From where, when, and why does a story emerge? This short essay is a glimpse into some answers to those questions in reference to Bram Stoker on the 100th Anniversary of his novel, Dracula.
Delaney begins by examining the language sources of the word "vampire" and then what it meant to writers and average people in different time periods as well as different countries and cities throughout the world, a fascinating purview that belies the simplistic associations most average readers ascribe to the focus of this topic that has fascinated readers for centuries!
We then get a glimpse into the "place" where the famous story occurred, a debunking of the Transylvania myth for sure and a revealing analysis as well. The reader is then introduced to various other ideas, such as the fact that Lord Byron had nothing to do with this story as so many believe but a friend of his.

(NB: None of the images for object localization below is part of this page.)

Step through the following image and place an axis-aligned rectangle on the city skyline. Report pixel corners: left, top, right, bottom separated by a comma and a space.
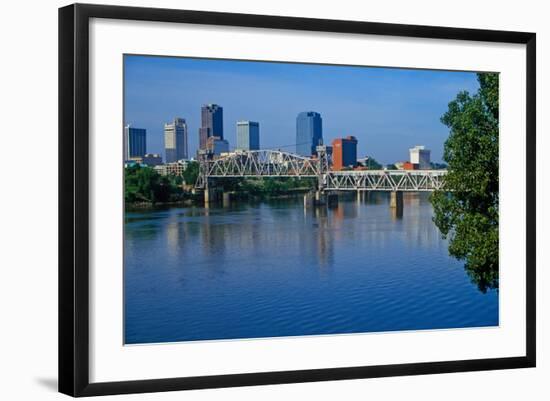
124, 55, 480, 164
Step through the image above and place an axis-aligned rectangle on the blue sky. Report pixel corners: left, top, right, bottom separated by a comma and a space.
124, 55, 480, 164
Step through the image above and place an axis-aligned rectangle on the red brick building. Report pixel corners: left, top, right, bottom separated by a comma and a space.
332, 136, 358, 171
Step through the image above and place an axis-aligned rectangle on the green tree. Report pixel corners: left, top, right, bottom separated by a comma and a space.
430, 162, 448, 169
182, 161, 199, 186
430, 73, 499, 292
365, 156, 382, 170
124, 165, 174, 204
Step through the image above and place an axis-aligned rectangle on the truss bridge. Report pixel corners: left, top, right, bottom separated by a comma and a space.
196, 149, 446, 192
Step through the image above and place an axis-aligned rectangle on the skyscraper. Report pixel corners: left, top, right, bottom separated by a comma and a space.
199, 104, 223, 150
332, 136, 358, 171
296, 111, 323, 156
236, 121, 260, 151
124, 125, 146, 160
164, 118, 188, 163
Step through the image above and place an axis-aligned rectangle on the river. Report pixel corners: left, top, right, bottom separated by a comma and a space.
124, 192, 498, 344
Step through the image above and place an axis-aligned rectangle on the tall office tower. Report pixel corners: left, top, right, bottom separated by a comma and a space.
164, 118, 188, 163
124, 125, 147, 160
409, 145, 431, 169
199, 104, 223, 149
296, 111, 323, 156
236, 121, 260, 151
331, 136, 358, 171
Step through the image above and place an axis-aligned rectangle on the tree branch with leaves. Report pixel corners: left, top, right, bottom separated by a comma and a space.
431, 73, 499, 292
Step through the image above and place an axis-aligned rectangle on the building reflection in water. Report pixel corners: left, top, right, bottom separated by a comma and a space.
327, 191, 442, 252
312, 206, 334, 272
138, 193, 444, 281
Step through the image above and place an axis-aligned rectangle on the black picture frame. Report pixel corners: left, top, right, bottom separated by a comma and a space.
59, 3, 536, 397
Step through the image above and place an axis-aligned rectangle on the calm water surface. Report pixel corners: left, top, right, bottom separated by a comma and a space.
124, 192, 498, 344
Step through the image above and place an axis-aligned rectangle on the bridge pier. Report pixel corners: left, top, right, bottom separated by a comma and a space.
204, 187, 222, 205
222, 191, 231, 207
389, 190, 403, 208
204, 188, 212, 204
304, 191, 336, 208
315, 190, 326, 206
390, 190, 403, 212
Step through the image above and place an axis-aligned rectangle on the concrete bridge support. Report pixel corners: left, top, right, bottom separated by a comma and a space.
304, 191, 338, 209
314, 190, 326, 206
204, 187, 222, 205
204, 188, 212, 204
390, 191, 404, 220
390, 191, 403, 209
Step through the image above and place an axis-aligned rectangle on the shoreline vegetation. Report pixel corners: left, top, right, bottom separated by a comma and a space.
124, 163, 318, 208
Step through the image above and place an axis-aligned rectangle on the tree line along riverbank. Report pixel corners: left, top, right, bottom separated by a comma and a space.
124, 162, 317, 207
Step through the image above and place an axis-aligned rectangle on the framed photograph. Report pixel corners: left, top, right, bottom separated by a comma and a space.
58, 3, 536, 397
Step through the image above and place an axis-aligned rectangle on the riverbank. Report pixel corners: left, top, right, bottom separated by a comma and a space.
125, 187, 314, 209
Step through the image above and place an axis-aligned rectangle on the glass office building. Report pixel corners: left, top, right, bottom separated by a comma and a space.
296, 111, 323, 156
124, 125, 147, 160
199, 104, 224, 150
236, 121, 260, 151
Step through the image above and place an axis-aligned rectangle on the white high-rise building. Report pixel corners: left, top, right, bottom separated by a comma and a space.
164, 118, 188, 163
409, 145, 431, 169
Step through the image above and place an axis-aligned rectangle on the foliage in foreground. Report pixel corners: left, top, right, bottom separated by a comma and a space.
431, 73, 499, 292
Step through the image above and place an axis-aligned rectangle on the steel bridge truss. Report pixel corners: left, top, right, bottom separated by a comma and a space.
325, 170, 447, 192
196, 150, 322, 187
196, 150, 446, 191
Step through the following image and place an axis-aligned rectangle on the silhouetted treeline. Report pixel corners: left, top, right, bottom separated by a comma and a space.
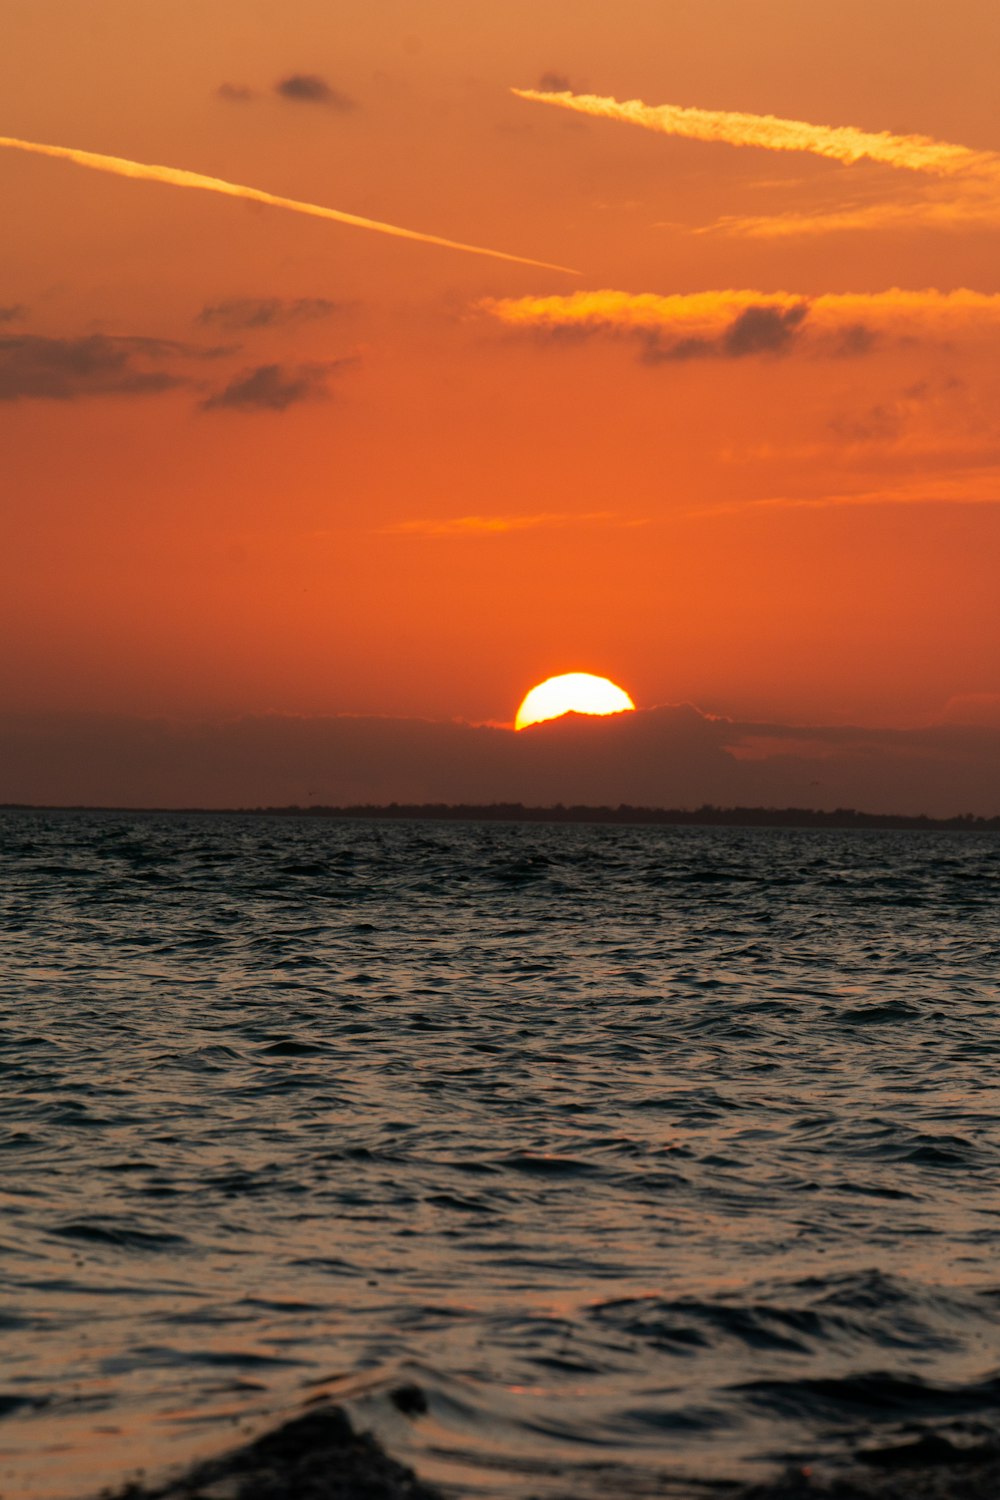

This and other ideas lead us to the author himself, a simple man who was actually rather dull in his job and appearance, far from the type of person we might envisage creating this fearful and haunting tale that has sparked other stories, novels, movies, etc. than any other story in literary history. Yet he was the friend of literary giants who admired his talent. Who knew how famous Bram Stoker would become and why?
While this might be a different stretch for readers familiar with Frank Delaney's bard-like fictional creations, it is still a worthy read for both the average lover of fiction, horror stories, science fiction, vampire lit, etc. - and for those who create fiction of any kind. Everything, I repeat, everything, one realizes when one finishes Undead, is grist for the mill of great fiction!
Fascinating topic and treatment, Frank Delaney!